A soft breeze brushed the dew-laced courtyard of Pine Crest School, gently stirring the silence of dawn. The events of that morning—the moment Myra had playfully reclined on the table and Ishaan had transmuted raw desire into pure presence—had not ended with the bell. They had marked the beginning of a silent revolution.
That morning had not merely passed—it had opened a gate.
In the weeks that followed, Ishaan noticed a strange phenomenon within himself. Every glimpse of Myra, every moment she leaned forward to whisper to Anjali or laughed over some silly joke, sent currents of energy rippling through his spine. It wasn’t desire in its old form anymore. It wasn’t restless or consuming. It was… flowing. Almost like music.
He began to call it The Year of Flowing Energy in his diary.
“You look like you’ve seen a ghost,” Gagan chuckled, nudging Ishaan with his elbow as they sat beneath the tall gulmohar tree during lunch.

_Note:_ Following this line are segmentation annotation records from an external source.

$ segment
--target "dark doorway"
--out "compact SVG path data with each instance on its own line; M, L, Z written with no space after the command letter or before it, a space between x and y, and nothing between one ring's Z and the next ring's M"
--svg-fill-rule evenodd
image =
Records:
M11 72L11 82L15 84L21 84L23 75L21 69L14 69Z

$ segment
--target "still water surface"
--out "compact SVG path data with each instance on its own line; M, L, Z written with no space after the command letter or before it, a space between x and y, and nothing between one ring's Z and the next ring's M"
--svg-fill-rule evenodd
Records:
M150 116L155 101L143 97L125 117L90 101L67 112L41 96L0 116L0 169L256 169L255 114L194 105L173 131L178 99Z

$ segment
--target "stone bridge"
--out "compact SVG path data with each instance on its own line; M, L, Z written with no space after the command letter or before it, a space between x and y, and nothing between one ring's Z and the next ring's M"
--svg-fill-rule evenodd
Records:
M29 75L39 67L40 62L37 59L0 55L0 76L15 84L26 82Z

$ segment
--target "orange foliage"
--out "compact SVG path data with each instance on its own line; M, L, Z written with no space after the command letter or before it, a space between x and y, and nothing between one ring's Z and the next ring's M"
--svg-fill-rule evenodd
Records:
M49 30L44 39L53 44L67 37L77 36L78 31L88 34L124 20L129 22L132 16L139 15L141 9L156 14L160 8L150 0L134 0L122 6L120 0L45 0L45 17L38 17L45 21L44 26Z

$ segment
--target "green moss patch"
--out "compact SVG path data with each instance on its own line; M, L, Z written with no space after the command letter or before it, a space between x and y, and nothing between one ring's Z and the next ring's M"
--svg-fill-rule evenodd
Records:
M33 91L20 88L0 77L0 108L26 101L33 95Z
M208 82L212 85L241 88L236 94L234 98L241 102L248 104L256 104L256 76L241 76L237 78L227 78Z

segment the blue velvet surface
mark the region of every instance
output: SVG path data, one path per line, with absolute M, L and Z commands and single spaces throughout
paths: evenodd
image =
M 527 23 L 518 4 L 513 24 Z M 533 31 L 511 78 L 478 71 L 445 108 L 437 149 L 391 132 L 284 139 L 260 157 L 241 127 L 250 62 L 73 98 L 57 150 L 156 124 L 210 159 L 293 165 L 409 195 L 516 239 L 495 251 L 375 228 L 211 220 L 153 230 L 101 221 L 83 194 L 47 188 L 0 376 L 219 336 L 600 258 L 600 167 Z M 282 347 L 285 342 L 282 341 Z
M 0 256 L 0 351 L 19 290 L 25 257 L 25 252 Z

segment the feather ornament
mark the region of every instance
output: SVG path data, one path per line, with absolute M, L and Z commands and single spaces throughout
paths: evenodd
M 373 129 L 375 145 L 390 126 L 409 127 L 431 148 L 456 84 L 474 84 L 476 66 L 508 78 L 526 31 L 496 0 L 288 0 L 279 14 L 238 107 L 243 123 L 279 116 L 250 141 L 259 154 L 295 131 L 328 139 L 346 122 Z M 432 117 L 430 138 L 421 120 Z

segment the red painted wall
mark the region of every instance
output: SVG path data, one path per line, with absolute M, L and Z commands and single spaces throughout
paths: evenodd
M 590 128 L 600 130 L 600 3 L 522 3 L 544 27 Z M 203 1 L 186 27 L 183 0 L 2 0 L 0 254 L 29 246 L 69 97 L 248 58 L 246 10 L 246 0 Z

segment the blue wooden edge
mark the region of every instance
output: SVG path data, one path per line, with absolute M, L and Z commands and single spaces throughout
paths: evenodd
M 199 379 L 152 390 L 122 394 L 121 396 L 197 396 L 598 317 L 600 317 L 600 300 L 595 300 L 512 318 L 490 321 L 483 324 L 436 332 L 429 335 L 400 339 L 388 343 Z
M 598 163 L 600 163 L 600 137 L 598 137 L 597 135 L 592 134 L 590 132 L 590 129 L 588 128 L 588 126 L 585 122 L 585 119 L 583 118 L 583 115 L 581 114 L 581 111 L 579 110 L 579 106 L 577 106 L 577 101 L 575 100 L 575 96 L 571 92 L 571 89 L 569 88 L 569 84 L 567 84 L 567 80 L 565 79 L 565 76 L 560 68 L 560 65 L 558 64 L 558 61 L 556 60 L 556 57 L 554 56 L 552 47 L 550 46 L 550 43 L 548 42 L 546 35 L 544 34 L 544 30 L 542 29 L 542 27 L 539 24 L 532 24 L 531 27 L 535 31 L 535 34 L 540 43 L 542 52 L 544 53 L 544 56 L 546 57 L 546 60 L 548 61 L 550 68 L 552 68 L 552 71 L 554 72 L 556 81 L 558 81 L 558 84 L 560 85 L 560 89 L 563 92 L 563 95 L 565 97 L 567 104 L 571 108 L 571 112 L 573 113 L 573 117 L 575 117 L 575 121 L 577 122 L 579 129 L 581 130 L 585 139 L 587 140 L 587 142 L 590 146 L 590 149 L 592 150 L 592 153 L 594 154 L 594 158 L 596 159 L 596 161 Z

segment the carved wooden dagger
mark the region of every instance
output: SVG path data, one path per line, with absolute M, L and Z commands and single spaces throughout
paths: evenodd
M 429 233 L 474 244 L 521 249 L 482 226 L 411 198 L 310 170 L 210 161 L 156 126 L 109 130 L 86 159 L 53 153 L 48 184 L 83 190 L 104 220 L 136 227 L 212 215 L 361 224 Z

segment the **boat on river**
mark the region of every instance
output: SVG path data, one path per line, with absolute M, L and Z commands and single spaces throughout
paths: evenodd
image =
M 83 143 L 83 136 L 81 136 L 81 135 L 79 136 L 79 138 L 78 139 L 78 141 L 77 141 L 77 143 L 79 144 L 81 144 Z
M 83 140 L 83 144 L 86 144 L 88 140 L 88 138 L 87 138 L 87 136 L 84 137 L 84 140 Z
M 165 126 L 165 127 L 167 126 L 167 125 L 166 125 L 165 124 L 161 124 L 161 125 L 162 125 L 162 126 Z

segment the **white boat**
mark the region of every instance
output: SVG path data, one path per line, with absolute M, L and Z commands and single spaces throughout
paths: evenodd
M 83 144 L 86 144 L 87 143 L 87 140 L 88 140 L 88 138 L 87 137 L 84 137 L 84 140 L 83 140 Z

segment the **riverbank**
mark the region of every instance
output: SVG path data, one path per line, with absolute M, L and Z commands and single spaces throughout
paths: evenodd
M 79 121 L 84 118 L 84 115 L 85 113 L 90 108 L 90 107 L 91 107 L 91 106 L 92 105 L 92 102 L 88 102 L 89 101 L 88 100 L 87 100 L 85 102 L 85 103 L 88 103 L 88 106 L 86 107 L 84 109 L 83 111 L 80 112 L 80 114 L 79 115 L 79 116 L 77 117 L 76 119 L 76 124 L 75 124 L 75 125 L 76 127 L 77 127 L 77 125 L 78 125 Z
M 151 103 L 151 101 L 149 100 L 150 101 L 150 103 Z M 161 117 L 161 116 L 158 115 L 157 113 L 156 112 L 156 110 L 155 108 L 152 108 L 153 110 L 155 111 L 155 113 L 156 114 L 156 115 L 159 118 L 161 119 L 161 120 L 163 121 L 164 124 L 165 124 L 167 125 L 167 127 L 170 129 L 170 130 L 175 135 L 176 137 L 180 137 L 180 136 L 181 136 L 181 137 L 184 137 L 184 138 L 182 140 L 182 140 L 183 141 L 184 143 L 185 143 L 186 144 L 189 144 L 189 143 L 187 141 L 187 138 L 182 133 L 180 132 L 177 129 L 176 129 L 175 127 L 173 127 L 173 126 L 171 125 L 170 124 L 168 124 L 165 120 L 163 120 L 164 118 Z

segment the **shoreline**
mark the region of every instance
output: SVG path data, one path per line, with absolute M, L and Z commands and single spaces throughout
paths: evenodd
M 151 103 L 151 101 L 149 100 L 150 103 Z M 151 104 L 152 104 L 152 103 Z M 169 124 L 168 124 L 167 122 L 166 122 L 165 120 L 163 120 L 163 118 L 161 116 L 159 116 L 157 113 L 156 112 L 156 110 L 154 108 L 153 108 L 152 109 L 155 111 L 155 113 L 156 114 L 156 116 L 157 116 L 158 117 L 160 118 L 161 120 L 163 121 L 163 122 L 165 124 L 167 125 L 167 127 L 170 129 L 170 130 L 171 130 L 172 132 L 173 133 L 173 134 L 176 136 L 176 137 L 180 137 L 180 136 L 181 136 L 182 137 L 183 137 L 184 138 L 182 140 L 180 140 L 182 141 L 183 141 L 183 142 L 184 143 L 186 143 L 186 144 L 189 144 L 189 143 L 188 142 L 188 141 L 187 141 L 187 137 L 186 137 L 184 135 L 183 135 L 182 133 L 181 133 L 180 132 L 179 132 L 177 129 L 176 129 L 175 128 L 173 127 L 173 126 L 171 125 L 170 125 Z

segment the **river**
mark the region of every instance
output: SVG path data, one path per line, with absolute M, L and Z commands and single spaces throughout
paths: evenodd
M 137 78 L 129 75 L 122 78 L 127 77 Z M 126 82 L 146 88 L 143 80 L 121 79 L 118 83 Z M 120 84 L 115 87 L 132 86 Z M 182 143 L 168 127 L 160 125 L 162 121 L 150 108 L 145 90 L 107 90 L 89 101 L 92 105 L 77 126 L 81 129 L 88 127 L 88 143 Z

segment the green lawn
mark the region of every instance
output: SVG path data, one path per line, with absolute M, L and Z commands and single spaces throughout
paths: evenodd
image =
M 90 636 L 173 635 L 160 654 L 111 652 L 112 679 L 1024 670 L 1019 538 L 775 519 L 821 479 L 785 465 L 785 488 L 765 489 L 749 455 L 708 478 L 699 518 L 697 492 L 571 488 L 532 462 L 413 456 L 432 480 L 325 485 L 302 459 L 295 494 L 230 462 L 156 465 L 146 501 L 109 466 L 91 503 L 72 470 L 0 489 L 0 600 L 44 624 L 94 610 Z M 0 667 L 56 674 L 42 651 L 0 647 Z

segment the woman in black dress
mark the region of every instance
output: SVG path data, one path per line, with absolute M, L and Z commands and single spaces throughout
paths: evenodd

“Not a ghost,” Ishaan said, his eyes still dreamy. “A goddess.”
Gagan rolled his eyes. “Oh no, not again. Is this about Myra?”
Ishaan smiled but didn’t answer.
“Bro,” Gagan said, biting into his sandwich, “I swear, one day you’ll see her and float up like Hanuman did when he heard the name of Ram.”
“Maybe that’s what love really is,” Ishaan whispered. “The way it makes you light.”
Gagan paused, genuinely curious now. “Okay, what’s happening with you? You’ve stopped talking like a schoolboy and started talking like Kabir. Did you hit your head somewhere or… meditate too much again?”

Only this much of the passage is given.